In 2009, President Barack Obama reportedly called members of the Tea Party "teabaggers." It turns out that our fourth greatest president, first in so many things, may have been the first "teabagger" himself, as seen in the 1997 photograph above. Yes, that really is Barack Obama wearing a regimental coat and carrying a tricorn hat in his hand. And that flag behind him really is a Gadsden flag, with its serpent and its "Don't Tread On Me" slogan. You may want to let all of this sink in a bit, especially if you're a Tea Party-bashing progressive.
Neither Democrats nor the media have been particularly kind to the Tea Party. There is hardly space to go through all the times the Tea Party has been compared to terrorists (including by the Vice President) or fascists, or the many times it has been accused of racism by progressives in supposedly mainstream news outlets. That's a book-length story of it's own.
But given the photo above, it is certainly a good time to think back upon some of the ridicule Tea Party members were forced to endure for evoking the Revolutionary War era by their dress and choice of symbols.
MSNBC's Rachel Maddow was one of many who saw mockery of the "teabaggers" as the first recourse. (The word was used so often by liberals in 2009 that Oxford made it a Word of the Year finalist.) Liberal sites like Talking Points Memo presented attendees who dressed up the way Obama did above as weirdos. The ever-predictable Bill Maher got hoots from his audience when he donned his own tricorn hat (complete with dangling tea bags) to bash the Tea Party on TV.
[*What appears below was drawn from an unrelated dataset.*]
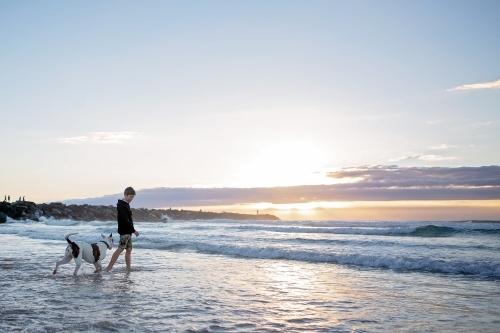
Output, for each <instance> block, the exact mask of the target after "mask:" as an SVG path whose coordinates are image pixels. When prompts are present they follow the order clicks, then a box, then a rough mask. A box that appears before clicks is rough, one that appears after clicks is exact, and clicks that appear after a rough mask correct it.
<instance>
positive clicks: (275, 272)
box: [0, 220, 500, 332]
mask: <svg viewBox="0 0 500 333" xmlns="http://www.w3.org/2000/svg"><path fill="white" fill-rule="evenodd" d="M136 228H137V229H138V230H139V231H140V232H141V236H140V237H139V238H135V237H134V250H133V263H132V265H133V269H132V270H131V271H130V272H127V271H126V270H125V268H124V259H123V257H121V258H120V259H119V260H118V263H117V264H116V266H115V269H114V270H113V271H112V272H111V273H103V274H94V273H93V265H92V264H88V263H86V264H84V265H83V269H82V270H80V272H79V276H77V277H73V275H72V273H73V270H74V262H70V263H69V264H67V265H64V266H61V267H60V268H59V270H58V274H57V275H55V276H53V275H52V270H53V268H54V266H55V261H56V260H59V259H60V258H61V257H62V256H63V254H64V250H65V248H66V245H67V243H66V242H65V241H64V235H65V234H67V233H71V232H79V234H78V235H75V236H72V239H74V240H85V241H88V242H95V241H98V240H99V237H100V236H99V235H100V234H101V233H105V234H109V233H110V232H115V230H116V222H92V223H81V222H74V221H52V220H47V221H45V222H42V223H18V222H15V223H14V222H12V221H10V223H7V224H3V225H0V251H1V252H0V253H1V255H0V292H1V295H2V298H1V300H0V331H6V332H9V331H21V332H22V331H26V332H56V331H62V330H64V331H72V332H78V331H85V332H88V331H91V332H109V331H129V332H166V331H171V332H224V331H228V332H252V331H255V332H307V331H311V332H389V331H390V332H470V331H481V332H498V327H500V319H499V318H500V301H499V300H500V297H499V296H500V254H499V253H500V251H499V250H500V242H499V240H500V232H499V231H500V224H496V223H482V224H478V223H432V225H431V223H428V222H422V223H414V222H412V223H409V222H400V223H394V222H391V223H389V222H372V223H360V222H293V221H282V222H269V223H265V222H257V221H250V222H241V221H193V222H172V223H165V224H164V223H136ZM117 240H118V237H117V235H115V243H116V242H117ZM110 256H111V252H109V251H108V256H107V258H105V259H104V263H105V264H106V263H107V262H108V260H109V257H110Z"/></svg>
President Obama blamed the "teabaggers" for his failures, according to Jonathan Alter's book The Promise: President Obama, Year One, complaining that his own 2009 stimulus "helped to create the tea-baggers and empowered that whole wing of the Republican Party to where it now controls the agenda for the Republicans." (Vice President Joe Biden is blaming them still.)
Yet in the dramatic battles over trumped up charges of Tea Party racism and extremism, Obama never mentioned his own "Tea Party" episode--and neither has anyone in the media, even as Obama's allies and friends on the left ridiculed the Tea Party for seeking to make the same symbolic connections to the country's founding.
The media's failure is all the more glaring, given that the forgotten photograph has been in plain view for fifteen years. It appeared on the front page of Chicago's Hyde Park Herald on July 9th, 1997, and was taken by legendary photographer Nancy Campbell Hays. (The larger version of the image is below this article. The original, which was donated to the University of Chicago, is not yet available for public view; the image obtained by Breitbart News was very dark, and so it was lightened in Photoshop).